29th August 2017
The worlds of tax and international espionage don’t cross paths too often, however a recent case has suggested that the two do overlap on occasion. But why are Swiss spies connected to a case of tax evasion in Germany?
Tax evasion in Germany
According to a new report from the domestic federal prosecution office, a Swiss man has been charged with being a spy by Germany’s federal prosecutor after he obtained details of secret Swiss bank accounts set up by Germans to evade tax.
The accused is currently only known as ‘Daniel M.’ and has been charged with spying on the German state of North Rhine-Westphalia’s tax (NRW) authority and some of its employees for the four years leading up to February 2012.

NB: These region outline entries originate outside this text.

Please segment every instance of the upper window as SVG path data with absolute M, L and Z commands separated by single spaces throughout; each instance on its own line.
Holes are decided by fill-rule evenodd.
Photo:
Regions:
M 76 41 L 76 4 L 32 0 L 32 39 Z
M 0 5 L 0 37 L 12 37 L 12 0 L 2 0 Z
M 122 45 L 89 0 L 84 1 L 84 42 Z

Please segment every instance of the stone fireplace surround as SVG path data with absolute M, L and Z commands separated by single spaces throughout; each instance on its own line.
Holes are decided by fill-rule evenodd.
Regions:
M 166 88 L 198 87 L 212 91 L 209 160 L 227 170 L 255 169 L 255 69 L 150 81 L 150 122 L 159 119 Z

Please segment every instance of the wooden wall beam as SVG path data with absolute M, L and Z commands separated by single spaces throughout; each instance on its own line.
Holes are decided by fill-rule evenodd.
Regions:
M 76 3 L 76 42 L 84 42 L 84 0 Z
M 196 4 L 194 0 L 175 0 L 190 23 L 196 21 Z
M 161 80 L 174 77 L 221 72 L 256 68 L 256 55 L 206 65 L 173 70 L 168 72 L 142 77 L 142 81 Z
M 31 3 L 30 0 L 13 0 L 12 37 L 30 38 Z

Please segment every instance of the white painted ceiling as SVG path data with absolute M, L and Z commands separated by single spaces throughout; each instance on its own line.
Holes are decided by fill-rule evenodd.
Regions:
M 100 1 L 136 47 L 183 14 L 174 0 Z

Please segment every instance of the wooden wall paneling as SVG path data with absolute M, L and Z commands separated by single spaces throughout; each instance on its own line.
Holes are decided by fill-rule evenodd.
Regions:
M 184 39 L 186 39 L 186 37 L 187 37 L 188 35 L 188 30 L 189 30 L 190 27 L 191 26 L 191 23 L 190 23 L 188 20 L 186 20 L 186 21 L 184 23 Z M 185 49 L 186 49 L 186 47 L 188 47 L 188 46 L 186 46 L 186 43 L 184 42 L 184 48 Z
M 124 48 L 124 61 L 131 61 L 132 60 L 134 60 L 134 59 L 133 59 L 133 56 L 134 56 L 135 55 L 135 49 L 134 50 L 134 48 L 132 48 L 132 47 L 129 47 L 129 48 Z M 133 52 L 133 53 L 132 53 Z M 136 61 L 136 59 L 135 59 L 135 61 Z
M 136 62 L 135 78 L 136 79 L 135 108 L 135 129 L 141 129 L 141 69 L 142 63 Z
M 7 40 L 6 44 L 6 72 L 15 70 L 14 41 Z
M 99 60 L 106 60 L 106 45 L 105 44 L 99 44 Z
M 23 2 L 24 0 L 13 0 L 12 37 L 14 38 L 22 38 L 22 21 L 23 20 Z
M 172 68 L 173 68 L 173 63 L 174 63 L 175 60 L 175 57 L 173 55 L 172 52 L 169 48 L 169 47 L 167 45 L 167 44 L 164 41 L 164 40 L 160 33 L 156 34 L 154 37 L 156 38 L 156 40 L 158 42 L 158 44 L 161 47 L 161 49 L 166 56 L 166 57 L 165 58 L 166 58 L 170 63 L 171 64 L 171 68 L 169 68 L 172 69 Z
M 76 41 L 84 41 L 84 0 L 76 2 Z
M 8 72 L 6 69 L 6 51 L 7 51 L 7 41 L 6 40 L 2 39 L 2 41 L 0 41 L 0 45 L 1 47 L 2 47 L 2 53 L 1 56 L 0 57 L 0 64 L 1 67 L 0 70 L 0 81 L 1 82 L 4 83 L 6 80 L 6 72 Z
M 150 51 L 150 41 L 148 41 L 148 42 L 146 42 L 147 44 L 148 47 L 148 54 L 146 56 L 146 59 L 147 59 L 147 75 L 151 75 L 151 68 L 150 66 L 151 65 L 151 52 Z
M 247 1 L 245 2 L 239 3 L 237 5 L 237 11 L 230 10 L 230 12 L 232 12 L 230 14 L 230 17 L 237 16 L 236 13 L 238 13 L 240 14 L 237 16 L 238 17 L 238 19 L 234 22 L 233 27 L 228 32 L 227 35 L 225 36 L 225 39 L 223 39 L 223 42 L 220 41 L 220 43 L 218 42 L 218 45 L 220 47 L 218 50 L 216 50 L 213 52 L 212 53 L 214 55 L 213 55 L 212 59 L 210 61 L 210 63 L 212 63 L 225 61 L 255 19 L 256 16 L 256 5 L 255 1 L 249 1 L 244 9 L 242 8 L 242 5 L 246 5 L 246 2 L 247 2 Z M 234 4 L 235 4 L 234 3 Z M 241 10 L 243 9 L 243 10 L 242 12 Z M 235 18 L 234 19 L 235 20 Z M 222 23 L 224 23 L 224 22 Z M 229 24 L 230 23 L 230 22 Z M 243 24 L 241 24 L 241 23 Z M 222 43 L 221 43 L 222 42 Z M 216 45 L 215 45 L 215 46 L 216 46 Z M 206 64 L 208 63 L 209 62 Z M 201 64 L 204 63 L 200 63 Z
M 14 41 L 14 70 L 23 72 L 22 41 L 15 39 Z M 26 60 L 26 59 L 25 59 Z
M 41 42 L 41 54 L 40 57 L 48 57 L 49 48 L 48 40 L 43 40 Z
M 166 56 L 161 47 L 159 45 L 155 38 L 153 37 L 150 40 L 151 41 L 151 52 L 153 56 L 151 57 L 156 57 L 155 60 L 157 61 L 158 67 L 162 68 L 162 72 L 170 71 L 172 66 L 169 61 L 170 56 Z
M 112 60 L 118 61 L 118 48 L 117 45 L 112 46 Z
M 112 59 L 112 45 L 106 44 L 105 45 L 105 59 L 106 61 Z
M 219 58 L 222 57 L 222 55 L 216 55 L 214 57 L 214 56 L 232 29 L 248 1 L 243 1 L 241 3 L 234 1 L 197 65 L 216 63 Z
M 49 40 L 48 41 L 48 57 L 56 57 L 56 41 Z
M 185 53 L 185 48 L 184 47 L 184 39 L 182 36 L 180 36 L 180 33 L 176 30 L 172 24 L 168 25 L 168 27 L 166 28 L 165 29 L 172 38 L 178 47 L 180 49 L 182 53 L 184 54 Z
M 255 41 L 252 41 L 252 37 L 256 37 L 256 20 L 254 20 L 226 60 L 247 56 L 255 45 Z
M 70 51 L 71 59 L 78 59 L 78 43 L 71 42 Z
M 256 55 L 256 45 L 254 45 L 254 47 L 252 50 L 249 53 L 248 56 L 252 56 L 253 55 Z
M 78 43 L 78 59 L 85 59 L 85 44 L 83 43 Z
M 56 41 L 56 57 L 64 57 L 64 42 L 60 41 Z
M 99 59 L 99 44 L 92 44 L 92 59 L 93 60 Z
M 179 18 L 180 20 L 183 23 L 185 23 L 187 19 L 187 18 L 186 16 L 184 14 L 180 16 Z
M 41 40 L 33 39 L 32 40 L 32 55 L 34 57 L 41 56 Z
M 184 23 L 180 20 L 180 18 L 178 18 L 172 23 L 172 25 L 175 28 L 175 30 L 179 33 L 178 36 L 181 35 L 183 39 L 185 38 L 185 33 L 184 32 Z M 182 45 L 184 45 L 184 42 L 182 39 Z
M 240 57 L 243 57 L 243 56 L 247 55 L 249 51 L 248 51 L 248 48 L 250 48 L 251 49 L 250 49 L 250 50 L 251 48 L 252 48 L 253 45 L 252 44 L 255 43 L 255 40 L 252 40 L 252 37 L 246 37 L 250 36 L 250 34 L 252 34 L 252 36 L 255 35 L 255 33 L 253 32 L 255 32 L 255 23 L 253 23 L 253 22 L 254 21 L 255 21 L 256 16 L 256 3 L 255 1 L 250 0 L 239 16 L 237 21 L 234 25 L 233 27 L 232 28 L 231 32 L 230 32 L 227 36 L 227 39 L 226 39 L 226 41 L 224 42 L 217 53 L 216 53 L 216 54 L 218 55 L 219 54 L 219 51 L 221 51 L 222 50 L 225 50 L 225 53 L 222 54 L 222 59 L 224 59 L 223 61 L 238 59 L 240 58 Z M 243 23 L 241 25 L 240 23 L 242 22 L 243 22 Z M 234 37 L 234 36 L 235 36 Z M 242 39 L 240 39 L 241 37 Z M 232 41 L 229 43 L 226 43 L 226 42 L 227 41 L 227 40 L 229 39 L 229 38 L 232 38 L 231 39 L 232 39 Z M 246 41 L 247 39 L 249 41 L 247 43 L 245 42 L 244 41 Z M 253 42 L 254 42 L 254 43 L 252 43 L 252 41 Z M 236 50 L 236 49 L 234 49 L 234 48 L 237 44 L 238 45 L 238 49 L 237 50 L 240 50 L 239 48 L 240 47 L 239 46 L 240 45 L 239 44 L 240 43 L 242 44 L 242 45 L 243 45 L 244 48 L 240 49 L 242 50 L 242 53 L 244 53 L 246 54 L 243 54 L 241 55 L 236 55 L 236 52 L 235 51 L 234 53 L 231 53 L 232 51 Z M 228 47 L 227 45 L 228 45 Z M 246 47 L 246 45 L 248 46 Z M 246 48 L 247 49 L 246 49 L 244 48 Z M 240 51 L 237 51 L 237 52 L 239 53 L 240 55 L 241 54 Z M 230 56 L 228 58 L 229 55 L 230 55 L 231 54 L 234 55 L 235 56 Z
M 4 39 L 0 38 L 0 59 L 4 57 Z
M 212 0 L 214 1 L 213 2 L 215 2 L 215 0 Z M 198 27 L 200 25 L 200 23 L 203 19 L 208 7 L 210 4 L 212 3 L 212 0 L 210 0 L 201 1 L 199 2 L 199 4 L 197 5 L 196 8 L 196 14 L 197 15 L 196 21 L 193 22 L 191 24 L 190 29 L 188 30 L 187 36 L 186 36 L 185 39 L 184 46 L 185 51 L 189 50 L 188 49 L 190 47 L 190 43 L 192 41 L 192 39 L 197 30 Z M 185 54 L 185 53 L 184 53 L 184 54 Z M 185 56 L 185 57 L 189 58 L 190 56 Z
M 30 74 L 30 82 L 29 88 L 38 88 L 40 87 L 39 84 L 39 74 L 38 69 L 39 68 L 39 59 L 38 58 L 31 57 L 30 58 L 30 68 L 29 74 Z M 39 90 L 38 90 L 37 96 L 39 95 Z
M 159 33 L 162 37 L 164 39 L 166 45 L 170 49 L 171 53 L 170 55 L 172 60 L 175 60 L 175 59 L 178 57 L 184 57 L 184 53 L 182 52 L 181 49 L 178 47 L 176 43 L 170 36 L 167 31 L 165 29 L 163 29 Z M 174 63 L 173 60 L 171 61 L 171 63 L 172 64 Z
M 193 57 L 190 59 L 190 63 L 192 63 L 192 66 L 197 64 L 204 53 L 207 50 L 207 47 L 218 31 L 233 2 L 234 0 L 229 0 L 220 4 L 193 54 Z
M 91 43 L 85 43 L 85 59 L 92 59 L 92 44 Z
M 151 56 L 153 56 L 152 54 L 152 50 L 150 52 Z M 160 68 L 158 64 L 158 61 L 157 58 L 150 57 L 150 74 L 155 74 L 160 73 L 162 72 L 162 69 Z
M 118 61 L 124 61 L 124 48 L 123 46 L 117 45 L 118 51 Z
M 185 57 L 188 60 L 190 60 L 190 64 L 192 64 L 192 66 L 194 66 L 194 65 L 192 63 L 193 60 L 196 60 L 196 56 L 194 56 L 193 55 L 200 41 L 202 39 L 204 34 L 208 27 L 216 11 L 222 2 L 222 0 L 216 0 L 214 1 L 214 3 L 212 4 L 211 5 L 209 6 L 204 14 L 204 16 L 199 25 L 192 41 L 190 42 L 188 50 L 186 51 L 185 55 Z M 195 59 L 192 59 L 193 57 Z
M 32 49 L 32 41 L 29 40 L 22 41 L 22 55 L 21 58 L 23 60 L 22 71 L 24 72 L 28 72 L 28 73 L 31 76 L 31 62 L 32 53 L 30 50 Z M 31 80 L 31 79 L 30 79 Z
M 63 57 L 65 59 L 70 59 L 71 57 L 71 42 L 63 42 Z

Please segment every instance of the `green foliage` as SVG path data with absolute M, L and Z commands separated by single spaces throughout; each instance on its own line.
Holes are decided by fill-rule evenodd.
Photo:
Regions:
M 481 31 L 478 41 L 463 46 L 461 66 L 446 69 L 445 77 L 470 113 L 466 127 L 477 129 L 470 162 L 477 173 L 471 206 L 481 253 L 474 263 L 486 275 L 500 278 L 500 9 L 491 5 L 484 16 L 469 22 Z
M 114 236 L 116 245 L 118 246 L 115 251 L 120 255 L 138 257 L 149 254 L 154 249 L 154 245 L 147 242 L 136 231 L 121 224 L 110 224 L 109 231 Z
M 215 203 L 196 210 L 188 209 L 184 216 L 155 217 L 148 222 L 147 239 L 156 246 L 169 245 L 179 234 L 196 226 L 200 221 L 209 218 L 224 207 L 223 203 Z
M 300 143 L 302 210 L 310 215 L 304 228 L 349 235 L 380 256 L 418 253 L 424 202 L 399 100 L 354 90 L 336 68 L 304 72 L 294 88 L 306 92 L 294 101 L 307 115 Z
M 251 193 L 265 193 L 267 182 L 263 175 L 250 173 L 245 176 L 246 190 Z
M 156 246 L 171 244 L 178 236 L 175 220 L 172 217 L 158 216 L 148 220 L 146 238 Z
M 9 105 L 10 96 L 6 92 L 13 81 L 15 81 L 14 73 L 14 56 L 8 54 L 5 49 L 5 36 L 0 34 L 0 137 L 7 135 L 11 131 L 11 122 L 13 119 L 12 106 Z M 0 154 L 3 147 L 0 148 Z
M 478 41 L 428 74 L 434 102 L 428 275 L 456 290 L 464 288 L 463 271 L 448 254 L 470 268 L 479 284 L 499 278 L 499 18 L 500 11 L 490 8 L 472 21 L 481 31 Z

The case has triggered significant outrage within Germany after he was arrested on suspicion that he tried to find out how citizens and individual states obtained CDs and other files containing details of secret bank accounts held by German citizens in Switzerland in attempts to avoid paying tax.
‘Daniel M.’ reported that he had received nearly €13,000 (£11,486) for the assignment and passed on around €10,000 of that to a German security firm that helped him secure the information. He also cited a corrupt source within the NRW authority as having assisted him.
This isn’t the first time that Switzerland and North Rhine-Westphalia have clashed heads. For years now the state has consistently bought up data as a part of a crackdown on German citizens secretly storing cash in secret accounts to avoid paying tax. In fact, if data records are to be believed, it has spent nearly €18m on data that has helped it recover a staggering €7bn in lost tax revenue. Put another way, that’s a sum equivalent to the total GDP of Guinea or Kosovo.
The Swiss authorities have remained quiet over the allegations but did acknowledge that police asked intelligence agency, NDB for assistance in 2011 over an investigation related to stolen data in Germany. Since then, they have remained quiet.
A unified approach
This is an unusual case in the modern tax arena. In recent years, countries have united in attempts to cut the crippling flow of lost finances leaving their borders. The multilateral agreement to automatically exchange tax information – or the Common Reporting Standard as it’s more widely known – is the perfect example of that. And, if governments are serious about tackling evasion – then more will need to put aside their differences and work together to prevent individuals and organisations from operating non-compliantly. However, it’s not time to worry, this is very much an isolated incident and aside from this rare case, governments are now working together to close the pipeline of illicit finances from leaving their shores. That means that agencies working internationally need to ensure that they’re operating above the law if they want to avoid the sort of punishment meted out to Daniel M.